Gene expression profiling in the liver of 3-month old mice with a mutant Wrn protein compared to 3-month old WT mice. Mus musculus

Werner syndrome (WS) is a rare disorder characterized by the premature onset of a number of age-related diseases. The gene responsible for WS is believed to be involved in different aspects of transcription, replication, and/or DNA repair. We generated a mouse model with a deletion in the helicase domain of the murine WRN homologue that recapitulates most of the WS phenotypes including an abnormal hyaluronic acid excretion, higher reactive oxygen species (ROS) levels, increased genomic instability and cancer incidence resulting in a 10-15% decreased life span expectancy.
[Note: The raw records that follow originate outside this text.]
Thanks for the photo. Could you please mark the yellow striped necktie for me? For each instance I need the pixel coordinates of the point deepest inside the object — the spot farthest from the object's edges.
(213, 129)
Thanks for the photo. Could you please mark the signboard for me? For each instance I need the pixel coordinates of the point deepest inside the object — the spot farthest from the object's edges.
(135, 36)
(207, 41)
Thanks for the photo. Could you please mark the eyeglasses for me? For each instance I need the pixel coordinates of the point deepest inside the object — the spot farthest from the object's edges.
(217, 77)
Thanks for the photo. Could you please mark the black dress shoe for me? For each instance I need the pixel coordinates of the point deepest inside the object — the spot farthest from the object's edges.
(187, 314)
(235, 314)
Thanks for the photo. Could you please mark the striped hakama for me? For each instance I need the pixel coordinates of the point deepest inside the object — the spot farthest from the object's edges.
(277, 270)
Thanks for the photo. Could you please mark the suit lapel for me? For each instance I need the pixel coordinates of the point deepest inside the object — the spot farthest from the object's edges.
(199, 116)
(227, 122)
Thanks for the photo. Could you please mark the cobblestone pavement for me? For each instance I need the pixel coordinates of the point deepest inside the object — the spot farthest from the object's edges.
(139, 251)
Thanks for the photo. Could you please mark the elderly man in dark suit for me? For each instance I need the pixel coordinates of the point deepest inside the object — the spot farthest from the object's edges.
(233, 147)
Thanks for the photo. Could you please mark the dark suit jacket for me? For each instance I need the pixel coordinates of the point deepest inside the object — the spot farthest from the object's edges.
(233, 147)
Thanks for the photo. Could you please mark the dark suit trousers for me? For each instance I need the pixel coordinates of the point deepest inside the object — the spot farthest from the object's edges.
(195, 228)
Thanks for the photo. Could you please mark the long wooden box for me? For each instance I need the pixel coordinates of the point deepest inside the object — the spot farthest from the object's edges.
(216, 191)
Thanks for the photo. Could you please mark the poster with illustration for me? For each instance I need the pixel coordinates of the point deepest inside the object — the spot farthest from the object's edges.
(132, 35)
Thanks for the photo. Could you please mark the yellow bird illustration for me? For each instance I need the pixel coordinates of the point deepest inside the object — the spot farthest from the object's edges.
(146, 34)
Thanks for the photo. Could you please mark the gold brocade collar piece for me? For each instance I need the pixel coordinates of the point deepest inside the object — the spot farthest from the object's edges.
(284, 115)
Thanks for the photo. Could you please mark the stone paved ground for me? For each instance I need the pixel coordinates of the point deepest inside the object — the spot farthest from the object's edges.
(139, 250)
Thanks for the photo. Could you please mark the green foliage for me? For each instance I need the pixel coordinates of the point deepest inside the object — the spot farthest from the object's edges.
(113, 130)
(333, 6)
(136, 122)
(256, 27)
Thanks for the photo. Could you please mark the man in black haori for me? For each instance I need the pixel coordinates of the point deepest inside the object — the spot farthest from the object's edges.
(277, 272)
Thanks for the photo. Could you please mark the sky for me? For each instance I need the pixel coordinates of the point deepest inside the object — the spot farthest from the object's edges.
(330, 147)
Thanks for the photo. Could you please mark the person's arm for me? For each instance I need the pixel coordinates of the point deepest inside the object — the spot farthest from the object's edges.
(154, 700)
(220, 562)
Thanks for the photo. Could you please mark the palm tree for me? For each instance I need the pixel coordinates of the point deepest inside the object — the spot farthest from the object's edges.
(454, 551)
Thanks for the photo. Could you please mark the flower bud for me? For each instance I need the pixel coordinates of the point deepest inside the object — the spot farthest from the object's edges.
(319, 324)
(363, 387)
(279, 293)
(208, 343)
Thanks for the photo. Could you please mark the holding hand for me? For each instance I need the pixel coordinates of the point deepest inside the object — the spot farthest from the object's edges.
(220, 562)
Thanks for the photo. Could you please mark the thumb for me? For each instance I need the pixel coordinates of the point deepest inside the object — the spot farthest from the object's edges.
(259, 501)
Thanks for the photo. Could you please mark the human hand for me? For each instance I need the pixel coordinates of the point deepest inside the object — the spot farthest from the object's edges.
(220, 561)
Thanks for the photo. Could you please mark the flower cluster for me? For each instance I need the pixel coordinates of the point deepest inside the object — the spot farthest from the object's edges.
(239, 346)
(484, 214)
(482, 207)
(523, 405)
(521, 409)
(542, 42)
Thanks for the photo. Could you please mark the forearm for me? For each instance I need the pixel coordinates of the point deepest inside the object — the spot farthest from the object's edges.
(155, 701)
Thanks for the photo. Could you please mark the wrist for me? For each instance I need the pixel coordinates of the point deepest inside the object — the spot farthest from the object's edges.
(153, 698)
In addition, WS patients and Wrn mutant mice show hallmarks of a metabolic syndrome including premature visceral obesity, hypertriglyceridemia, insulin-resistant diabetes type 2 and associated cardiovascular diseases. In this study, we compared the expression profile of liver tissues from 3-month old Wrn mutant mice 3-month old to wild type animals before the mutant animals exhibited any microscopic phenotype. Overall design: Microarray analyses were performed on the liver tissues of 3 months old mice. Four independent biological replicates of this experiment (wild type vs Wrn mutant mice) were carried out with a dye swap on two replicates of each genotype.